Similar to the Archive. The culture of the Neighborhood should emerge from its residents, but my prediction (based on the people we’re planning to invite to found houses) is that it will be similar to the Archive: warm and loving, earnestly passionate, intentional, growth-minded, and borderline-psychotic self-efficacy. For more on how we might steer culture through inspiration instead of by fiat and create an environment for “scenius”, please read my Twitter thread on the topic

Houses are sovereign. Member houses will be fully sovereign entities, with their own cultures, governance, and recruiting; they’ll be responsible for attracting the people and creating the spaces and events that project the cultures they want. Some houses will love the scenius idea and host lightning talk events, others will be fun and organize volleyball teams, others will design for co-parenting and might decide to franchise a Montessori school, still others will build something that totally surprises us. The only thing we need to get right up front is the location and the house founders: everything else we can build as we go. This design makes the whole community quite antifragile: individual houses can disband without every member having to leave the broader community, houses’ empty rooms will get filled more easily by virtue of association with the Neighborhood, best governance practices will spread virally, etc.

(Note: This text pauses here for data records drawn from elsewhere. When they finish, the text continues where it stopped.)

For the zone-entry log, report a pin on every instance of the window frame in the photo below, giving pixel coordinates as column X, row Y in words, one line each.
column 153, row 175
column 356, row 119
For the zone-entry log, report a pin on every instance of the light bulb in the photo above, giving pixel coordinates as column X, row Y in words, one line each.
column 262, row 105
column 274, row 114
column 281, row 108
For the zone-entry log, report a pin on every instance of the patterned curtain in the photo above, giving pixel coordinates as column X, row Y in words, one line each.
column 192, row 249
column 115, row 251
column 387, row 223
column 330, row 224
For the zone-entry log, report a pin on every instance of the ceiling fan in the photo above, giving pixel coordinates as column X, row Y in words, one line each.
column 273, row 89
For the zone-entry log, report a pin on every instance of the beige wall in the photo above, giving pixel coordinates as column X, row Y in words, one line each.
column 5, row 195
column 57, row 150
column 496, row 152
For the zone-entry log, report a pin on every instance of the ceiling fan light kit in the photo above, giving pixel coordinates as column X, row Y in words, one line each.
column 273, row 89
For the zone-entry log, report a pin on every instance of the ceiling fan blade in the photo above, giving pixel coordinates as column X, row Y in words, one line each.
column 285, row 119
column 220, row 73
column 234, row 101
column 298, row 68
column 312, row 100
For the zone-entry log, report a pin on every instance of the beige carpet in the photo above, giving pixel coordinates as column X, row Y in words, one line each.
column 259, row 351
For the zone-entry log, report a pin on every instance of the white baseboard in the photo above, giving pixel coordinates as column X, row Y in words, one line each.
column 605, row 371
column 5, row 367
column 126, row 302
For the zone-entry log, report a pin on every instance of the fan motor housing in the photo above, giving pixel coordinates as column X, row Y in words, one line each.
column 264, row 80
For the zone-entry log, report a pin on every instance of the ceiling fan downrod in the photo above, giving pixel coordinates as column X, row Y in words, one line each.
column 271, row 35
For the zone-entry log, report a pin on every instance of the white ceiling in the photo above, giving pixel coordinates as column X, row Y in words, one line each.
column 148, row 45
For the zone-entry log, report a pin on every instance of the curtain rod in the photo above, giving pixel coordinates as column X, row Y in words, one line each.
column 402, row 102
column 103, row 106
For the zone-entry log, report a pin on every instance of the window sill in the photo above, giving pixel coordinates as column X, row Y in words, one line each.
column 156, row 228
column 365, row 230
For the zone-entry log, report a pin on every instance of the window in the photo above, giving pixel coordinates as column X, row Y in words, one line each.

As a platform for many possible cultures. Think of the Neighborhood as more of a “platform”, on which member houses and residents will build their own “apps”. A densely connected social fabric within walking distance is a rich canvas that creates many possibilities!

Closing thoughts

The Neighborhood is the most resilient community format I’ve encountered in all my years studying community. This format is also inclusive of residents that want to start families, and co-parenting becomes significantly easier when those you trust are within walking distance instead of a drive away. It also allows for greater diversity while lowering social obligation, enabling you to have a broader network of acquaintances while also enabling you to stay close to your best friends that otherwise wouldn’t have wanted to live in community. And we’ve got momentum - people can’t wait for us to build this.